Figure 3. Differences in chronotype, depression, and sleep disturbance scores across PER3 variable number of tandom repeats (VNTR) genotypes. (A) Overall, PER3 VNTR genotypes are not significantly associated with average chronotype scores (F = 0.31, df = 266, p = 0.737) but ET males are nine times more likely to have a PER34,4 genotype (OR = 9.37, CI: 1.12–78.17, z = 2.07, p = 0.038). (B) Overall average depression scores do not vary across PER3 VNTR genotypes (F = 0.07, df = 540, p = 0.929) but males with a PER35,5 genotype tend to have lower depressions scores than males of other genotypes (F = 2.09, df = 129, p = 0.064). (C) Average sleep disturbance scores are not significantly different across PER3 VNTR genotypes (F = 1.45, df = 865, p = 0.236). PER34,4 = blue, PER34,5 = orange, PER35,5 = gray. *p < 0.05.
Figure 4. Path coefficients for mediation analysis of chronotype effects on depression by self-reported sleep disturbance. Effects of chronotype on depression are mediated by indirect effects of sleep disturbance. a, b, ci, and cd are regression coefficients (ET have higher chronotype scores; i subscript indicates indirect effect; and d subscript indicates direct effect). *p < 0.05, **p < 0.01, and ***p < 0.001.

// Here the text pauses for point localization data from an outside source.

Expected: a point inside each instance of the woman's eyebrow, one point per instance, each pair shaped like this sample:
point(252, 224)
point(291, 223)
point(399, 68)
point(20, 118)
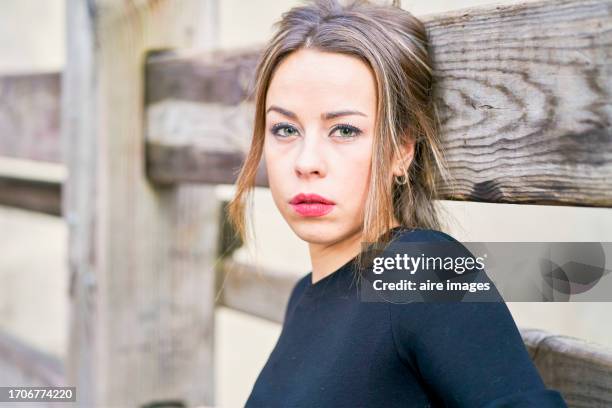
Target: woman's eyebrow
point(324, 116)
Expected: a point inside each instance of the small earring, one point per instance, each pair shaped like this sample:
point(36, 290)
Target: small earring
point(401, 180)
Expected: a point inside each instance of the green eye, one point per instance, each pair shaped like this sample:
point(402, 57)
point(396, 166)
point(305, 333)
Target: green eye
point(289, 130)
point(347, 131)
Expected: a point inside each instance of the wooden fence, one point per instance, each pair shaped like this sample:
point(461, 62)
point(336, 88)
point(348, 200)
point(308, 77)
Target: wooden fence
point(149, 124)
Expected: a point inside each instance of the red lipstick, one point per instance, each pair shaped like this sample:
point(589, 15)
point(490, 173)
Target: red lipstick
point(311, 205)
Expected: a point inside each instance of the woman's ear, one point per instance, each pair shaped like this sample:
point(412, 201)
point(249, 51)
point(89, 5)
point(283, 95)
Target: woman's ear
point(401, 164)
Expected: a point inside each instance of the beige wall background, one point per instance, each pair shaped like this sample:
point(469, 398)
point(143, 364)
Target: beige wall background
point(33, 276)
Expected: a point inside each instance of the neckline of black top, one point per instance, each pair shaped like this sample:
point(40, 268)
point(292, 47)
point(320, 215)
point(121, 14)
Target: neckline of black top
point(327, 280)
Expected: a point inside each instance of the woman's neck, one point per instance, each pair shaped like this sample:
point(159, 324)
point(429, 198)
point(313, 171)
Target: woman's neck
point(326, 259)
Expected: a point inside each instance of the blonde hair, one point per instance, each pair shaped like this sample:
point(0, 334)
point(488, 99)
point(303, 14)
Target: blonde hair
point(395, 45)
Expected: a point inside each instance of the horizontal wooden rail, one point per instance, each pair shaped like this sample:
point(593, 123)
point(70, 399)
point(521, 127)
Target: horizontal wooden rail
point(524, 94)
point(23, 365)
point(261, 293)
point(30, 116)
point(581, 370)
point(31, 185)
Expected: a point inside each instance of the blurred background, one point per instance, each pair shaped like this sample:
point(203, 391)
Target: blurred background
point(33, 268)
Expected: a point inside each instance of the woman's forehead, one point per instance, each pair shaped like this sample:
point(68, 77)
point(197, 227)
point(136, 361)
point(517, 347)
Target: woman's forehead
point(322, 80)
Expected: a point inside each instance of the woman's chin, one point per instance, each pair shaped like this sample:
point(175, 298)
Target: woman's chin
point(315, 232)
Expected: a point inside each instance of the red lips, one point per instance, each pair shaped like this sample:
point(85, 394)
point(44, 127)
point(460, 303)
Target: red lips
point(311, 205)
point(309, 198)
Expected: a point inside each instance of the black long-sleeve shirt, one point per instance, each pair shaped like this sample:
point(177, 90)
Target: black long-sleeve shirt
point(337, 351)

In an exploratory regression analysis on the subset of sleep data, objective sleep parameters (percentage of REM, deep sleep, sleep duration, and social jetlag) are not significant predictors of depressive symptoms (Table 4). However, gender and VNTR genotype are strong predictors (β = 0.36 and −0.44, respectively).

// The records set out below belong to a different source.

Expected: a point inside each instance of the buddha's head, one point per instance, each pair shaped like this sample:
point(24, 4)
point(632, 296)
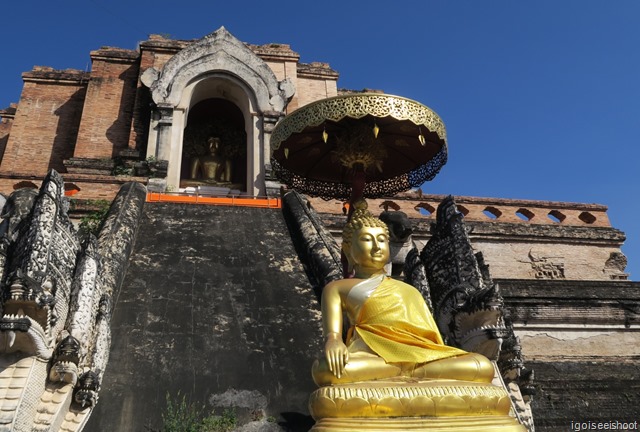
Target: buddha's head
point(365, 240)
point(214, 145)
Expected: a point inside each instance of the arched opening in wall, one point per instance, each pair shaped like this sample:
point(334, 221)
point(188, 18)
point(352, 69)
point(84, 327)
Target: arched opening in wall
point(386, 205)
point(556, 216)
point(492, 212)
point(587, 218)
point(525, 214)
point(214, 151)
point(462, 209)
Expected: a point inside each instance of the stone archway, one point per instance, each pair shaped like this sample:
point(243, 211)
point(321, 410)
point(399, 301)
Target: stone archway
point(218, 118)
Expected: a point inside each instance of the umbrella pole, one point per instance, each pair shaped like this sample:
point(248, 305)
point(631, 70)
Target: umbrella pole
point(357, 192)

Table 4. Associations of PER3 VNTR genotypes and Fitbit®-measured sleep parameters with depressive symptoms.
Overall, our study reveals complex and, potentially, sex-specific relationships between depressive symptoms and chronotype, sleep disturbance, and sleep structure. Our results confirmed previous reports that chronotype is weakly associated with depression scores (Hidalgo et al., 2009; Kitamura et al., 2010; Merikanto et al., 2013, 2015; Antypa et al., 2016; Au and Reece, 2017; Van den Berg et al., 2018), with evening-types having higher BDI-II scores. Social jetlag values were highly correlated to MSF and depression scores; ET individuals experience greater social jetlag and individuals experiencing greater jetlag reported more depressive symptoms, particularly in females. Our results parallel findings reported by Levandovski et al. (2011) for a rural population of middle-aged adults but contradict results of clinical study of patients with MDD by Knapen et al. (2018) in which the authors found no direct association between depression scores and social jetlag in MDD or control groups (Levandovski et al., 2011; Knapen et al., 2018). However, in our young adult population, factors involved in sleep quality and structure are more strongly associated with depressive symptoms than chronotype or circadian misalignment. Self-reported sleep disturbance scores explained nearly 20% of the overall variance in BDI-II scores and over 30% of the variance in male BDI-II scores. In addition, when controlling for gender and genotype, nearly 40% of the variance in depression scores can be explained by objective measures of sleep structure, including the percentage of time spent in REM sleep, deep sleep, sleep duration, and social jetlag, indicating a potential for an interaction of both circadian (chronotype) and sleep homeostatic (sleep structure and quality) influences on depressive symptoms.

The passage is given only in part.